After a particularly exhausting mission taking down the Taliban leader Salar Al-Amok, Deep’s aunt and uncle insist he take a vacation. There is only one place Deep wants to go: Graceland, home of Deep’s hero, Elvis Presley. But first, a quick stop at the super-secret UN office under IIIT to meet cousin Preeti.
Tech-genius Preeti has a host of new gadgets for Deep, even if he is just going on vacation. It’s a good thing too, as Deep’s much-needed vacation is in danger before it’s even begun. His flight is hijacked, and the U.S. authorities put the blame on Deep, instead of the actual hijackers. Forget Graceland. Can Deep even get out of the airport detention?
The longer Deep remains in the U.S., the more trouble he gets into. His hope for a quiet time paying homage to Elvis and his father, who was also an Elvis fan, is dashed at every turn. Can Deep finish his vacation from hell without causing an international incident?
I have so rarely come across superhero comics with Indian characters that I leapt on Super Sikh when WWAC was offered it. I’m so glad I did. I enjoyed this comic from the cover till the closing pages! The first thing that struck me was the art. Far too often you get comics with stunning covers, where the inner pages have a completely different artistic and colour style. Not so with Super Sikh, where the artistic style on the cover continues throughout the entire volume.
Amit Tayal’s art is astounding. There’s so much detail and such richness in each panel that you can’t help but be absorbed in the story. Early on in the comic, there is a full page dedicated to the secret UN facility that is mind-boggling. I wonder if Tayal has a background in architecture because that facility is so well-designed and executed.
But it isn’t just the places that matter in this book; it is the people. Bordering on photo-realistic, Tayal’s characters have vibrant, expressive faces. Even the evil Taliban leader gets to evoke humour with his expressions! The colours Tayal uses for the characters are just matte enough to remind readers that this is a graphic novel, and not real life. It’s a distinction we definitely need in this volume.
The story of Super Sikh often feels like pastiche, particularly with the quirky dialogue, that seems deliberate, though not realistic.

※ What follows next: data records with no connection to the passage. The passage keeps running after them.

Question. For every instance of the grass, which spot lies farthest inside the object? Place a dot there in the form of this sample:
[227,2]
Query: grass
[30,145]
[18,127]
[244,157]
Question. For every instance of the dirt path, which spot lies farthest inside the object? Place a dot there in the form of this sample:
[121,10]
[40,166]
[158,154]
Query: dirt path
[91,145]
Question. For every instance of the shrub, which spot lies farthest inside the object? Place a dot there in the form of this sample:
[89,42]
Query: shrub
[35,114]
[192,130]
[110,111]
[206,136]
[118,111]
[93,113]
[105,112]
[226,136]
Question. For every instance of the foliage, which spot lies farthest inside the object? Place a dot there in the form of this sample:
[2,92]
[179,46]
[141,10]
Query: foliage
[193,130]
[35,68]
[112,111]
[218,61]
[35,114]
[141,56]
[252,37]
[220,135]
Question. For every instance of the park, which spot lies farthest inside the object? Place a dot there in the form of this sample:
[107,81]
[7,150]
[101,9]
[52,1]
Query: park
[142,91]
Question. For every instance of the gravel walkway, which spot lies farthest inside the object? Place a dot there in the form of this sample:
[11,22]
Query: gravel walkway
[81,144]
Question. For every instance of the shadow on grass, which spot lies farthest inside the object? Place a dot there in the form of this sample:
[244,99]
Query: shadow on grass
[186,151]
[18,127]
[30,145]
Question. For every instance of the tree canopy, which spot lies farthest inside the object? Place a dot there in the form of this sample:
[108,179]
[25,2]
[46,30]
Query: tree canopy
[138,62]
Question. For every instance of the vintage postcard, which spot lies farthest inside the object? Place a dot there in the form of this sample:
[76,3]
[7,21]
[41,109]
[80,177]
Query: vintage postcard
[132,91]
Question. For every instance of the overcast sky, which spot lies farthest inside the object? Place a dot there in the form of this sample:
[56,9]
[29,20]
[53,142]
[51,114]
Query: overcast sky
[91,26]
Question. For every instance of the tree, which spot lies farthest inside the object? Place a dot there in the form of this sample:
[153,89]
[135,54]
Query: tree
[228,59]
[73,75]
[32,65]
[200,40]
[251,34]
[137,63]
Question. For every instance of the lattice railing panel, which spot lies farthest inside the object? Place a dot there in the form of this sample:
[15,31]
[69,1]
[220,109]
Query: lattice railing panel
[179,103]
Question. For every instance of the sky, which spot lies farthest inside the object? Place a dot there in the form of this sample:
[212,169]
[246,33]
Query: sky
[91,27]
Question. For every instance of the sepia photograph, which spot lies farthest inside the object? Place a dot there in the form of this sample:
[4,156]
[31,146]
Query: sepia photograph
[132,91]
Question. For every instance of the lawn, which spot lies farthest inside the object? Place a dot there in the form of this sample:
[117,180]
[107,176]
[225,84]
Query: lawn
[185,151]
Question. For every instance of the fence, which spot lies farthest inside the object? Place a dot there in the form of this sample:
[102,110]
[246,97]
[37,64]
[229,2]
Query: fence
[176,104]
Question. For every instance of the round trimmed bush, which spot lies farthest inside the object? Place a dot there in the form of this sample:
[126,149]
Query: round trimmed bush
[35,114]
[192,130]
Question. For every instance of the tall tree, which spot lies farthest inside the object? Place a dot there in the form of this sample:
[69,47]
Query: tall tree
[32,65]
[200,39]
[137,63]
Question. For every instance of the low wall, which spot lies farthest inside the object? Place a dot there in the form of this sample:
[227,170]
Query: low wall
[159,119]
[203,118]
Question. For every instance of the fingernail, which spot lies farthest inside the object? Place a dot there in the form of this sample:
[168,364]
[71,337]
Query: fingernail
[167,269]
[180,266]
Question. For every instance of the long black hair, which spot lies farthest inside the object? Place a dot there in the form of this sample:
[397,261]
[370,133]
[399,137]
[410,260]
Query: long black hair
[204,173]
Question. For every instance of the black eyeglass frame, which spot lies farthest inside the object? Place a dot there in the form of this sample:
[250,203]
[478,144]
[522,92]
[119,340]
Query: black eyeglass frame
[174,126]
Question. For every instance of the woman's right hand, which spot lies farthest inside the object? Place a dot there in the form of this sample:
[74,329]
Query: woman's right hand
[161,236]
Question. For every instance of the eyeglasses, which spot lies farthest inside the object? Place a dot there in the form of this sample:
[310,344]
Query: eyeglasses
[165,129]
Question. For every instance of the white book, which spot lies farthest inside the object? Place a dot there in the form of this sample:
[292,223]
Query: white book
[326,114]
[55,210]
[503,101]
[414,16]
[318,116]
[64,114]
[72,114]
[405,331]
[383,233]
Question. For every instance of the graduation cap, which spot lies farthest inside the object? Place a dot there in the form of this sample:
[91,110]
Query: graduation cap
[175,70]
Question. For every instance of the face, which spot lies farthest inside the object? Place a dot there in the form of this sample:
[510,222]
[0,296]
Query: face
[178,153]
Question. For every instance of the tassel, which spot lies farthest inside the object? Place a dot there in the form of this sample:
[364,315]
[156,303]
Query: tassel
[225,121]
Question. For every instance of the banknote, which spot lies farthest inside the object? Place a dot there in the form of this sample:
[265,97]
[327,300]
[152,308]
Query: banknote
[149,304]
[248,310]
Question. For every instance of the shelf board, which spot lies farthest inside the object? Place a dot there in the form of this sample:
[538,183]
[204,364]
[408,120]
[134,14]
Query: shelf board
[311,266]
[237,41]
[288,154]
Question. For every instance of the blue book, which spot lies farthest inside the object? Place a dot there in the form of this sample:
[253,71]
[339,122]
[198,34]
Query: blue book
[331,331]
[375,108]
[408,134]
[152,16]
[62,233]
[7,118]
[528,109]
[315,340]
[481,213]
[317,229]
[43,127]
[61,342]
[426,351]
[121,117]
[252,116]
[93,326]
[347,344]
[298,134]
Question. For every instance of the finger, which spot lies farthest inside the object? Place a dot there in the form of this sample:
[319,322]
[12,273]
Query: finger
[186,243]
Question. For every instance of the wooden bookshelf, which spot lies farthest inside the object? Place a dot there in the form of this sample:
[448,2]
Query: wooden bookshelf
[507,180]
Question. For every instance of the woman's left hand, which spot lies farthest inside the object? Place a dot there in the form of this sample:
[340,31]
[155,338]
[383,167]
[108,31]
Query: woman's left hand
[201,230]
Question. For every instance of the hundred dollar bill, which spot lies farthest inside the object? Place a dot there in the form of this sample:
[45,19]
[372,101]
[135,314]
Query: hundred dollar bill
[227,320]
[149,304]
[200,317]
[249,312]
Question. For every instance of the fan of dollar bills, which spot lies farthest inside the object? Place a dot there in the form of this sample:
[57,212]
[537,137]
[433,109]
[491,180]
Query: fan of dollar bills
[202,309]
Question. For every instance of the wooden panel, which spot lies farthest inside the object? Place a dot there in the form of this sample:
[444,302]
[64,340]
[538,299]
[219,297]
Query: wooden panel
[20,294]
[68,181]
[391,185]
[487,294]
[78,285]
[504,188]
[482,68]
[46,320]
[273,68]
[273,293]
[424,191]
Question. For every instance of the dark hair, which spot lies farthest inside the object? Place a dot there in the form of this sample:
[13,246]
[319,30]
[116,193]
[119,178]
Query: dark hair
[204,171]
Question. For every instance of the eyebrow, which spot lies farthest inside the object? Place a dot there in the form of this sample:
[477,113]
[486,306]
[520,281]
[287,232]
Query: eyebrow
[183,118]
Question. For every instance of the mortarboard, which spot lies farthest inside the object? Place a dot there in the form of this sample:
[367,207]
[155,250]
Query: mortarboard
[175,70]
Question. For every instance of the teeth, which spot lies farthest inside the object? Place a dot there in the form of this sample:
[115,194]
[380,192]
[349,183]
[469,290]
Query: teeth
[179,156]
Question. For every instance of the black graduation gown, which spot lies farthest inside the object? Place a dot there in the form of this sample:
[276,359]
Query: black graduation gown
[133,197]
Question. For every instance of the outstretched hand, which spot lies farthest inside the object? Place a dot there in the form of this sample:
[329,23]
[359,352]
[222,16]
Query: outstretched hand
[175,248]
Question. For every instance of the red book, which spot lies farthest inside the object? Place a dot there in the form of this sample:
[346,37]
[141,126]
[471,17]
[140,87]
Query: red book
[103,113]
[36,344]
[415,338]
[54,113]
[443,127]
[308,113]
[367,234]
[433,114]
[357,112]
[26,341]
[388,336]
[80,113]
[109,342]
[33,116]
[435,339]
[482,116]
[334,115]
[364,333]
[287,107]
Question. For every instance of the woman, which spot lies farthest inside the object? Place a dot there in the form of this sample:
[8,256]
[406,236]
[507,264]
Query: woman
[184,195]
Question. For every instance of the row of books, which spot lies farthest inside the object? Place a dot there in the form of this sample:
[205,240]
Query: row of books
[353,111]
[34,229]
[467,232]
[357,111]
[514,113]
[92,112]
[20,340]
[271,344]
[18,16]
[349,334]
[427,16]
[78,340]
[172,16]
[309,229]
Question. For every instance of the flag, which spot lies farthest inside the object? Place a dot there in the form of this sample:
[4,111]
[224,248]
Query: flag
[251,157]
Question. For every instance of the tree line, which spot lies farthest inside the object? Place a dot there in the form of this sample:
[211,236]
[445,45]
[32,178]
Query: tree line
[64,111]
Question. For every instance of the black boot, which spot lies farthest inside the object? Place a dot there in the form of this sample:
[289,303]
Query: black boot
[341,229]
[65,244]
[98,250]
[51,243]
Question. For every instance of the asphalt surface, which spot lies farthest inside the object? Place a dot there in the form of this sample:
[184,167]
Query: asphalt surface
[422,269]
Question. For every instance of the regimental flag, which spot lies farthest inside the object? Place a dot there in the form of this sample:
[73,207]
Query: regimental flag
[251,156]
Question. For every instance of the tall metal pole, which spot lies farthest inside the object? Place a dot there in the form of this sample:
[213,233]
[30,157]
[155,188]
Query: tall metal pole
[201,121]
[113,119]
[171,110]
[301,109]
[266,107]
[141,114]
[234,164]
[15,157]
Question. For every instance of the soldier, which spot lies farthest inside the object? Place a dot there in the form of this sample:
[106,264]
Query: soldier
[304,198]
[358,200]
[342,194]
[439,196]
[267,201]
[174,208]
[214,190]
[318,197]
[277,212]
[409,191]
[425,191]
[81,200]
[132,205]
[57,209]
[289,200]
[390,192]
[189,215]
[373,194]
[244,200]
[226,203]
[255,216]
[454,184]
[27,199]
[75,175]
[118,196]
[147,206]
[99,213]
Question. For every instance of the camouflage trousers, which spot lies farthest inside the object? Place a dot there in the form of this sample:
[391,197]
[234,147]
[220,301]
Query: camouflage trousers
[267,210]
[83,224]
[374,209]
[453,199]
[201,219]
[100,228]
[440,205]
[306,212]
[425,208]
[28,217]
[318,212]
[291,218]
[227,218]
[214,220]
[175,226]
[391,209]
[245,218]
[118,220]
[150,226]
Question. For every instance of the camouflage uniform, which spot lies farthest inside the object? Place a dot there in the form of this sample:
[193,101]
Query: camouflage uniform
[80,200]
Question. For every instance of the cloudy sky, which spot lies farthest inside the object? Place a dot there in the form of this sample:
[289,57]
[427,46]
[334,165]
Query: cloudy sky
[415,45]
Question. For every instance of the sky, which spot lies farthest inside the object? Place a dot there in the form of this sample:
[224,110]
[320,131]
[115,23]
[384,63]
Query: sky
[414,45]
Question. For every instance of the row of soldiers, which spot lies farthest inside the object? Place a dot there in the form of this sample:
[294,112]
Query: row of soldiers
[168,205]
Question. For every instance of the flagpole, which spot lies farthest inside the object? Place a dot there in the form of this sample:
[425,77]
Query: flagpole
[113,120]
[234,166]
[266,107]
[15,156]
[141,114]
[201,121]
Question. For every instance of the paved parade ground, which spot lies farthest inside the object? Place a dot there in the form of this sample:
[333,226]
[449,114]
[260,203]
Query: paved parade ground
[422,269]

I’m not sure how much of this was intentional by writers Eileen Kaur Alden and Supreet Singh Manchanda, but it gives the story a whimsical feel which I enjoyed.
However, the writers aren’t afraid to delve into darker subject matter, and that’s where I think the whimsy works. It lulls you into a false sense of security that everything will go well for Deep, and of course, things go awry really fast.
Deep faces the most ridiculous kinds of racism. There’s a fantastic series of pages near the end of the volume where Deep is being vilified by people, all juxtaposed against his acts of bravery. We’ve seen this kind of racism before, and Sikhs still suffer at the hands of Islamophobes who retaliate against suspected terrorist acts by attacking anyone wearing a turban. There’s so much to unpack in these racist acts and Super Sikh tries to deal with a fair amount of it.
I love how central Sikhism is to Deep’s story. It would have been easy to sideline the spiritual elements in favour of a more Western-focus, but the writers manage to deftly weave in the tenets of Sikhism into Deep’s superhero-ing. I particularly enjoyed how Preeti incorporates her tech and weapons into the kara (bangle) and the belt Deep wears, among other things.
I also enjoyed the way the writers use Deep’s love of Elvis to tie the story together. Whatever Deep does, Elvis is somewhere with him, and it is fitting that the denouement revolves around Graceland.
I would have liked a few more female characters in this story. There are so many men here! Though Preeti does appear from time to time, she is largely the only female character, aside from her mother, until the introduction of Janelle, a former soldier, now waitress, who is rescued by Deep. Janelle turns out to be great in a fight, but her story is stereotypical at times, which is frustrating. She seems like an interesting character, and I feel like she deserved more space in this book. I do appreciate that the writers chose to write Janelle as African-American, which gives the story more diversity.
Despite a few hiccups, Super Sikh is an absorbing story with plenty of fun, a lead character with tons of personality, and some hard-hitting discussions about racism in the world today. Coupled with mesmerising art, this is an altogether fantastic read.